Sars management was seen by some in Sars as having been “hypnotised by Van Loggerenberg’s perceived power and charm”.
The rogue unit initially started with between 23 and 26 members.
Its operational structure was in the form of cells or sub-units where each cell was self-contained and independent of the others.
Members worked from home and were not known by the other Sars employees.
Sars found itself in the position of having a unit in its ranks that had capabilities beyond its legal mandate and which lacked the requisite legislative framework.
Also, the unit operated in isolation and outside the official premises of Sars.
The report said the investigators had encountered “rogue conduct by individuals and acts of illegality”.
It said Sars initially denied the existence of a covert unit or any section resembling such a unit.
According to the report, some people in Sars management “presented what seemed like a rehearsed narrative, whose object might have been to mislead the (Sikhakhane) panel and to present the existence of such a unit in a positive and lawful light”.
“We were later to find evidence that a unit whose features were those of a covert one, did indeed exist,” the report said.
“It was led in the main by recruits from the intelligence community whose existence was not known by the majority of Sars officials, including some in management positions.
“The evidence revealed a narrative rarely exposed to the public about our revenue service.
“It exposed minority activity (by) idiosyncratic and egocentric personalities, deception, intrigue and plain falsity… a product of an ill-conceived idea to deal with a real challenge of organised crime.”
For some time, Sars had come under political pressure to deal with organised crime in relation to its tax and customs mandate.
It responded by recruiting individuals who had the requisite intelligence background to address the concerns.

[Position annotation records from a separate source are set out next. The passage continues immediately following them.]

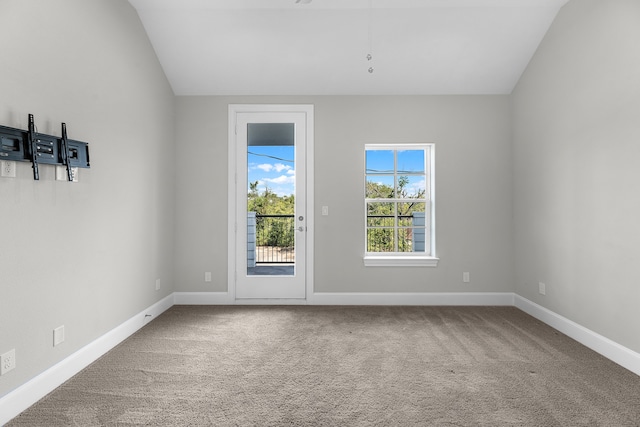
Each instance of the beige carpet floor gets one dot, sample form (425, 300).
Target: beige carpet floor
(344, 366)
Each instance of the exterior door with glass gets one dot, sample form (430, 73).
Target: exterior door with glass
(271, 205)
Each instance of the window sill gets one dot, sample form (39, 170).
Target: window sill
(399, 261)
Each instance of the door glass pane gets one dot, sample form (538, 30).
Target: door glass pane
(271, 199)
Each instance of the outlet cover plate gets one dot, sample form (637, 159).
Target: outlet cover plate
(58, 335)
(8, 168)
(7, 361)
(542, 288)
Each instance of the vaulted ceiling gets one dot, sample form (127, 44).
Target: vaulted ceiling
(280, 47)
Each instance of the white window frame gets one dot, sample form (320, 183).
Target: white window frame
(409, 259)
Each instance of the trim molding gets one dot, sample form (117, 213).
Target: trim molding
(203, 298)
(613, 351)
(12, 404)
(382, 298)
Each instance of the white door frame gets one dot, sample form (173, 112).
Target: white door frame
(232, 228)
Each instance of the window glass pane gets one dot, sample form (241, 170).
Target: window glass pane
(380, 240)
(379, 161)
(411, 214)
(405, 240)
(380, 214)
(412, 187)
(379, 187)
(410, 161)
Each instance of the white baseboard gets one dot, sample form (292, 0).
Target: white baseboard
(202, 298)
(462, 298)
(29, 393)
(12, 404)
(347, 298)
(613, 351)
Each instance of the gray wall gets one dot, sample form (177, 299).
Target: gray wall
(576, 124)
(473, 189)
(82, 255)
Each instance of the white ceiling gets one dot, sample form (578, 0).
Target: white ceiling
(278, 47)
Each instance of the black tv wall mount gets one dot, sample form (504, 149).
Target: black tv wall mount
(30, 146)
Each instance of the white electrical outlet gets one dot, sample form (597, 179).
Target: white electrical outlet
(61, 173)
(8, 168)
(542, 288)
(58, 335)
(7, 361)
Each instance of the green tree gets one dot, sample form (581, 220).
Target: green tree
(381, 215)
(271, 231)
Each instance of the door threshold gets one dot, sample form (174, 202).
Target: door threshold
(271, 301)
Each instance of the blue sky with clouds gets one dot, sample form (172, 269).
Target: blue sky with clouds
(273, 167)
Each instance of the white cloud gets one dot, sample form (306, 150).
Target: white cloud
(279, 167)
(282, 179)
(267, 167)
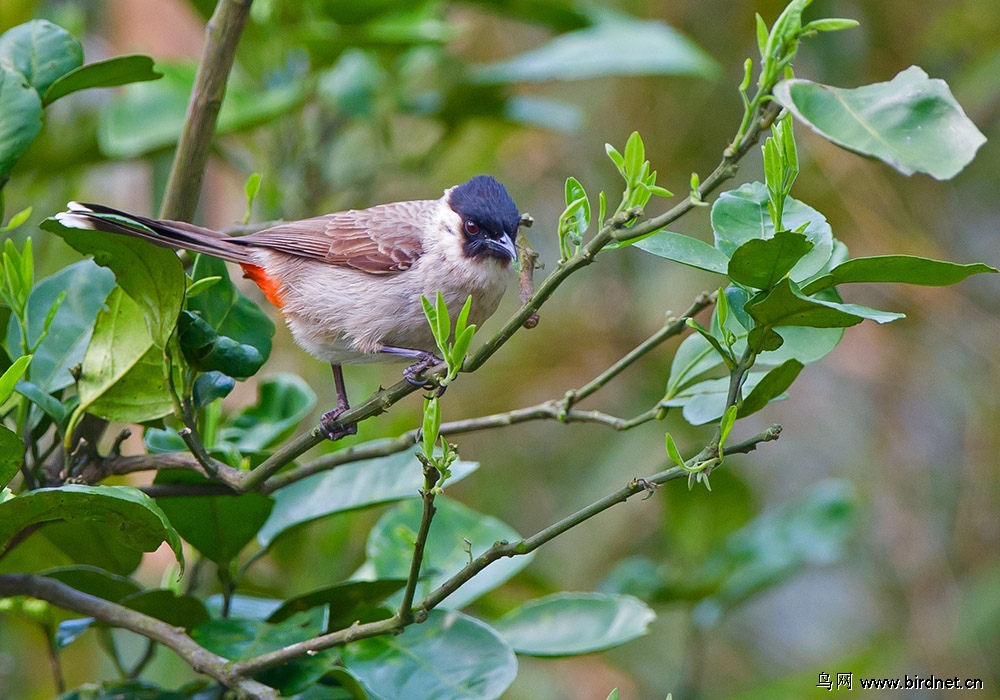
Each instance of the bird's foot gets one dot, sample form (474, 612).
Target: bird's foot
(331, 427)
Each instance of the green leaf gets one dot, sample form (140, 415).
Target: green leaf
(567, 624)
(771, 387)
(128, 515)
(148, 116)
(685, 250)
(390, 548)
(742, 215)
(785, 305)
(349, 486)
(217, 526)
(86, 287)
(905, 269)
(347, 600)
(448, 657)
(11, 454)
(615, 46)
(20, 117)
(762, 263)
(110, 72)
(913, 123)
(41, 51)
(13, 374)
(122, 371)
(153, 276)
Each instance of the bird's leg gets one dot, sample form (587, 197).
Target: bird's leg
(424, 361)
(332, 428)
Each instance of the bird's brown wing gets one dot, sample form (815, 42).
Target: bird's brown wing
(385, 239)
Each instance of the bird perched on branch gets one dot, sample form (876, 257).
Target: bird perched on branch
(349, 283)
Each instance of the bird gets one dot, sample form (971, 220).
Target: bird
(349, 284)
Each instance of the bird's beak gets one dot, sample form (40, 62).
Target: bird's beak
(503, 247)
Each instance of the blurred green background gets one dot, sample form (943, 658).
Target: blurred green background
(901, 421)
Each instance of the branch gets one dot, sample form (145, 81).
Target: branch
(199, 658)
(222, 35)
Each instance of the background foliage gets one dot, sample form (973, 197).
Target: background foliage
(870, 527)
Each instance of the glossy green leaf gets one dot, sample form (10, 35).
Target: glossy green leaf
(912, 122)
(110, 72)
(11, 454)
(41, 51)
(346, 600)
(122, 372)
(86, 287)
(217, 526)
(742, 215)
(785, 305)
(349, 486)
(615, 46)
(448, 657)
(458, 534)
(129, 515)
(762, 262)
(685, 250)
(151, 275)
(148, 116)
(20, 117)
(905, 269)
(283, 401)
(770, 387)
(567, 624)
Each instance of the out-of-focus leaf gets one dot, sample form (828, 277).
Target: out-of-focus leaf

Van Loggerenberg was recruited as part of this initiative and rapidly moved up through the ranks to become a group executive in charge of projects, evidence, management and technical support.

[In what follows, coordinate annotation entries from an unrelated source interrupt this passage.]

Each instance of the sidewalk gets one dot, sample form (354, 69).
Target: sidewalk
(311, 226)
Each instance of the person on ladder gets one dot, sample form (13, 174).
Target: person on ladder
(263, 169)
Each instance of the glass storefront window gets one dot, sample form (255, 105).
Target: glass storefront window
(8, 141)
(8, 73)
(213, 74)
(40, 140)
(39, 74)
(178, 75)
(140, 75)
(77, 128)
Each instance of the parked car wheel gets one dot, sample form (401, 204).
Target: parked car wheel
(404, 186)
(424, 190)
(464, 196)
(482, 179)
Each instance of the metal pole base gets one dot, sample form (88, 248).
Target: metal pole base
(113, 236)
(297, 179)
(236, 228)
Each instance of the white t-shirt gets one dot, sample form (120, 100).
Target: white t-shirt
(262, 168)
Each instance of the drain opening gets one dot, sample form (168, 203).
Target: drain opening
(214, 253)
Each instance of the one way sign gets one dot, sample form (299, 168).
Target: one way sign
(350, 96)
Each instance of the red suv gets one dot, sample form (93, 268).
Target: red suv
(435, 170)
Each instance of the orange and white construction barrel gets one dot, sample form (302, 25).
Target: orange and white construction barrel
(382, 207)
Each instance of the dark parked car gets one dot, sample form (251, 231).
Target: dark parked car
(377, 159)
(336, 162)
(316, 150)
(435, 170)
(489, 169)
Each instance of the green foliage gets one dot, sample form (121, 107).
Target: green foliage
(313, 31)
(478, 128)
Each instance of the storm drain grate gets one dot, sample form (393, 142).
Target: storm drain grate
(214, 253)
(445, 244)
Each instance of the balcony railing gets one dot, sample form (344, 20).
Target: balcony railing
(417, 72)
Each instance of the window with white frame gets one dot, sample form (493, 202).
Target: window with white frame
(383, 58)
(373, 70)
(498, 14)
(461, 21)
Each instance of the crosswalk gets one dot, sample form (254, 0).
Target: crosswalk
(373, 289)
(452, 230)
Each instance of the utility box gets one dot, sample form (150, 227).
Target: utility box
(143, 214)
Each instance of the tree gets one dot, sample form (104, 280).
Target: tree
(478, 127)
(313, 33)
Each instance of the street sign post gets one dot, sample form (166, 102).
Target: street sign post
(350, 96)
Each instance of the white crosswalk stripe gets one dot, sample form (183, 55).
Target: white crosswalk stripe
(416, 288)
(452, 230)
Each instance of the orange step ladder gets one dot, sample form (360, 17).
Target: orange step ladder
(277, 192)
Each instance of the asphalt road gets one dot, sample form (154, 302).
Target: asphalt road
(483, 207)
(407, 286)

According to Sars Deputy Commissioner Ivan Pillay, Van Loggerenberg was the revenue service’s best investigator and an asset to the organisation.

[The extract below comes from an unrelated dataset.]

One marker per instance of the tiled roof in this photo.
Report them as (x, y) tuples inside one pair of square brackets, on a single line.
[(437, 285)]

The recruitment of former intelligence officers – some of whom had worked under the apartheid regime and some under the democratic dispensation – was a “double-edged sword for Sars”, the report on the investigation said.
It afforded Sars the opportunity to make great strides in its investigations. These former operatives possessed investigative skills that Sars required to respond to the political calls for it to deal with organised crime.
However, the presence of these types of employees could have the effect of turning a civilian organ of state into a command-and-control “theatre of intrigue and subterfuge”.
With all their requisite and usually helpful skills, they could alter the nature, culture and operation of an otherwise civilian structure.
Pillay, who has been suspended, told the Sikhakhane panel how Sars sought to increase its capacity to investigate organised crime and illicit trade as well as the effect that these were having on Sars’s tax and customs mandate.
This seems to explain why then-Sars Commissioner Pravin Gordhan addressed a memorandum to then-finance minister Trevor Manuel seeking approval for funding for an intelligence capability within the National Intelligence Agency that would support Sars.
Sikhakhane says it seems from Gordhan’s memorandum that he had an undertaking from the National Intelligence Agency that it was willing to accommodate such a unit.
Negotiations between Sars and the agency did not progress to the point where the plan was put into action.
“As fate would have it, when negotiations failed, Sars had already started gathering the required personnel experienced in intelligence work and had started conducting limited intelligence work.”
The National Strategic Intelligence Act prohibits the gathering of clandestine intelligence by structures other than the SANDF, the SAPS and the State Security Agency.